Teraz po głowach krążą tylko i wyłącznie myśli o wyjeździe. Co jeszcze trzeba załatwić, czego nam brakuje, co kupić, o co możemy się postarać. Co tak naprawdę jest nam potrzebne, a co możemy sobie darować. W sumie nie rozmawiamy o niczym innym;) Droga nami zawładnęła. Paszporty, dowody, ubezpieczenia… Ale do rzeczy. Bo pewnie w czymś możecie nam pomóc. Tak, tak. Wy! Bo może znacie kogoś kto:
– chciałby kupić naszą cytrynę (Citroen ZX, kombi, 1,9 diesel, rocznik 1997, jeżdżący)?
– chciałby wynająć niesamowicie słoneczne mieszkanie w Krakowie, dwa pokoje z fantastyczną karmą i w dodatku opiekować się naszą biblioteczką, rzecz jasna korzystając z niej do woli?
– był w Maroko na rowerze i wie, których dróg unikać, a które warto obierać? Wie, gdzie są najlepsze falafele w Fezie albo gdzie parzą najlepszą herbatę pod słońcem? Był i ma przyjaciół gdzieś po drodze, u których moglibyśmy się zatrzymać?

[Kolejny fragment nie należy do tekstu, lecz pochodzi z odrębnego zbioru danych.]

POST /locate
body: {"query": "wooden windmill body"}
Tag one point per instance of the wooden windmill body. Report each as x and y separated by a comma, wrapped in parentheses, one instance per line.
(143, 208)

– nie potrzebuje przez pół roku materacyków/mat do spania (takich lekkich i małych) albo chciałby je nam zprezentować?
– a może czyjeś dziecię wyrosło już ze śpiwora i chciałby wysłać je (śpiwór, nie dziecię) do Afryki?
– a może macie doświadczenie z ubezpieczycielami i coś możecie nam polecić?
Pewnie tę listę będziemy wydłużać albo mam nadzieję skracać. Najważniejsze i tak już mamy – rowery, sakwy Crosso, przyczepkę Nordic Cab, namiot Big Agnes i siebie!
Ja daję 1000 + ubezpieczenie 619 zł, które kończy się we wrześniu. pzdr
Licytacja rozpoczęta…Kto da więcej? ;]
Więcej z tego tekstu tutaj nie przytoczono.